Thinning the shelves

Are books just clutter you should get rid of or an essential or something in between? Julian Baggini leans toward the first.

Having recently put everything into boxes for the less terminal adventure of a house move, we decided to strictly limit how much came out of them at the other end. However, we knew that there is one kind of object that defiantly resists the cardboard coffin: books. Like so many, we would happily decimate our wardrobes, clear out our cupboards and gut our garages, but would struggle to liberate our libraries. Why is it so hard?
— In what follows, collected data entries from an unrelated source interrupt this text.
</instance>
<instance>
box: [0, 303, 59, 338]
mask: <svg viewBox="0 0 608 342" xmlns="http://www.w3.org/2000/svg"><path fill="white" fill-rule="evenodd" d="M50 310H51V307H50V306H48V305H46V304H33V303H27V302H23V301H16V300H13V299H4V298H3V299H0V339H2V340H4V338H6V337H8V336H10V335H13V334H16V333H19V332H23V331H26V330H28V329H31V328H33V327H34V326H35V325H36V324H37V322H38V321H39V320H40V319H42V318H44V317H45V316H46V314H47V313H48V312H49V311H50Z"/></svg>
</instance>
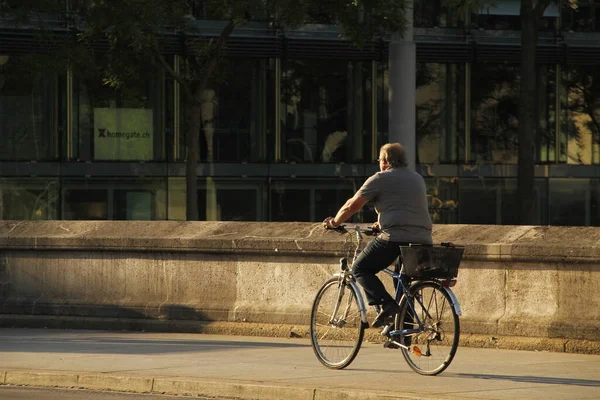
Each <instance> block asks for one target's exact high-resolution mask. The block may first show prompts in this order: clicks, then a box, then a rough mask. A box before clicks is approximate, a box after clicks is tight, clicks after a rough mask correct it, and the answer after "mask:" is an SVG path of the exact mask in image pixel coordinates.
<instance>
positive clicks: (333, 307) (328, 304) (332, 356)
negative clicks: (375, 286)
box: [310, 278, 365, 369]
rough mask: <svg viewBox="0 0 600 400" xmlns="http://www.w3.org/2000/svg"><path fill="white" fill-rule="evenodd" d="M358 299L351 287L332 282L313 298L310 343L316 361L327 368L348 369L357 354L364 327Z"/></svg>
mask: <svg viewBox="0 0 600 400" xmlns="http://www.w3.org/2000/svg"><path fill="white" fill-rule="evenodd" d="M357 296H358V295H357V293H356V292H355V290H354V288H353V287H352V286H350V285H348V284H346V283H344V282H342V281H341V280H340V279H339V278H332V279H330V280H328V281H327V282H325V284H324V285H323V286H322V287H321V289H319V292H318V293H317V296H316V297H315V300H314V302H313V307H312V312H311V315H310V340H311V343H312V347H313V350H314V352H315V354H316V356H317V358H318V359H319V361H320V362H321V363H322V364H323V365H325V366H326V367H328V368H333V369H342V368H345V367H347V366H348V365H350V363H351V362H352V361H353V360H354V358H355V357H356V355H357V354H358V351H359V350H360V346H361V344H362V340H363V335H364V330H365V327H364V325H363V323H362V320H361V313H360V307H359V303H358V297H357Z"/></svg>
For a lot of reasons. We want to read a lot more books than we get around to reading. Some books merit re-reading, some multiple times. It’s good to have a wide choice. Reading actual books as opposed to articles (or ahem blog posts) is a good workout for the brain…even if you do swiftly forget what you’ve read, at least I hope so.

But more than that – more, and vaguer. A deflating reason Julian talks about is showing off, displaying how clever you are, trying to impress. Maybe, but I think there’s also a less tacky version of that, which is an actual love of books, and what they stand for (not just in the sense of flattering your vanity). They look right – they look more right than a wall filled with a screen. If you grew up on books, and remember your first trips to the public library and finding great heaps of book that you took home and devoured, you like having a wall of them even if no one ever sees it.
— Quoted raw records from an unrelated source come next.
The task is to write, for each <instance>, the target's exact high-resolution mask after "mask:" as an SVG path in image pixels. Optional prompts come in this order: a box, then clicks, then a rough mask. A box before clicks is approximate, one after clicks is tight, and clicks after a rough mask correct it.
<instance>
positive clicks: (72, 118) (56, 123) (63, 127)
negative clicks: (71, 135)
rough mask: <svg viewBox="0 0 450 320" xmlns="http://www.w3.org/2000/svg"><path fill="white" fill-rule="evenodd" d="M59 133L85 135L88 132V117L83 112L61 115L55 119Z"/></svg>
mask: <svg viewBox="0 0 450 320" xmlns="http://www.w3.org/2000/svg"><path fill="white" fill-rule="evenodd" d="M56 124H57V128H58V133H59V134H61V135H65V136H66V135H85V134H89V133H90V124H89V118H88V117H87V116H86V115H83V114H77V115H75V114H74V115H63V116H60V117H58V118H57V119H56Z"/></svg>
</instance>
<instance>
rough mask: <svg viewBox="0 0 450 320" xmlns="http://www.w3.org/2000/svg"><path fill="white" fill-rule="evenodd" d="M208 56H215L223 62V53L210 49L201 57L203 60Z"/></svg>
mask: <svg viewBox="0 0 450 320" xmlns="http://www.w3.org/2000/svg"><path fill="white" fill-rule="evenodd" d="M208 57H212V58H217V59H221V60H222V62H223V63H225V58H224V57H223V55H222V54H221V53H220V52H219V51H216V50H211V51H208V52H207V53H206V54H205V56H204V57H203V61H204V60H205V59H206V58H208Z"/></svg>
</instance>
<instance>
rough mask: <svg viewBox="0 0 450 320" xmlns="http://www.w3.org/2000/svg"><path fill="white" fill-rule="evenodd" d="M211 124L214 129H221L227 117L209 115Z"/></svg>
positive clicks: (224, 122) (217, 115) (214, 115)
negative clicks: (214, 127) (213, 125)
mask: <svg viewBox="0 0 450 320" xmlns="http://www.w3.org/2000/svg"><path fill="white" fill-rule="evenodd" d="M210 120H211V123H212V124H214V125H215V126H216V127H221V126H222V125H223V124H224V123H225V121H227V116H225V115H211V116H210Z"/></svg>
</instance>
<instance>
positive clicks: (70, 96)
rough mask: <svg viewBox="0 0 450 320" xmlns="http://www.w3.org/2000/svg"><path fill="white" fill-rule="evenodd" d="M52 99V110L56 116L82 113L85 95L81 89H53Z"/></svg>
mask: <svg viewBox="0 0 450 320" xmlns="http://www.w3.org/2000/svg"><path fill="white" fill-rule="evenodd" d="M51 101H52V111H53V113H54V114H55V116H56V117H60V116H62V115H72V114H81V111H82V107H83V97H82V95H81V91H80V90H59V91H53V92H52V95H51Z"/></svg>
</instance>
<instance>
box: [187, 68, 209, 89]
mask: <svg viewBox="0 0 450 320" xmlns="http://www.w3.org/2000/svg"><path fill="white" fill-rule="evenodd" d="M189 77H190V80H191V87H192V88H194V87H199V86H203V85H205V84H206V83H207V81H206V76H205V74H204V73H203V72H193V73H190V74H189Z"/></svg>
This doesn’t apply to books as books, though; they have to be books you care about, books you want to read or re-read. Acquiring 10 boxes of books you have no interest in from a garage sale is no use at all.

This is clearly what Julian meant too, since he didn’t get rid of all of them, but just thinned them out.

We still have more than enough books left, though maybe not enough to impress a true library-builder. But nearly 500 books have been boxed, and I am already feeling lighter. As my better half said, before there were so many books it was as though you couldn’t see the trees for the wood. We couldn’t delight in any of them because we were overwhelmed by all of them.

Ah, a mere 500, ones he didn’t actually want to read. That’s another matter.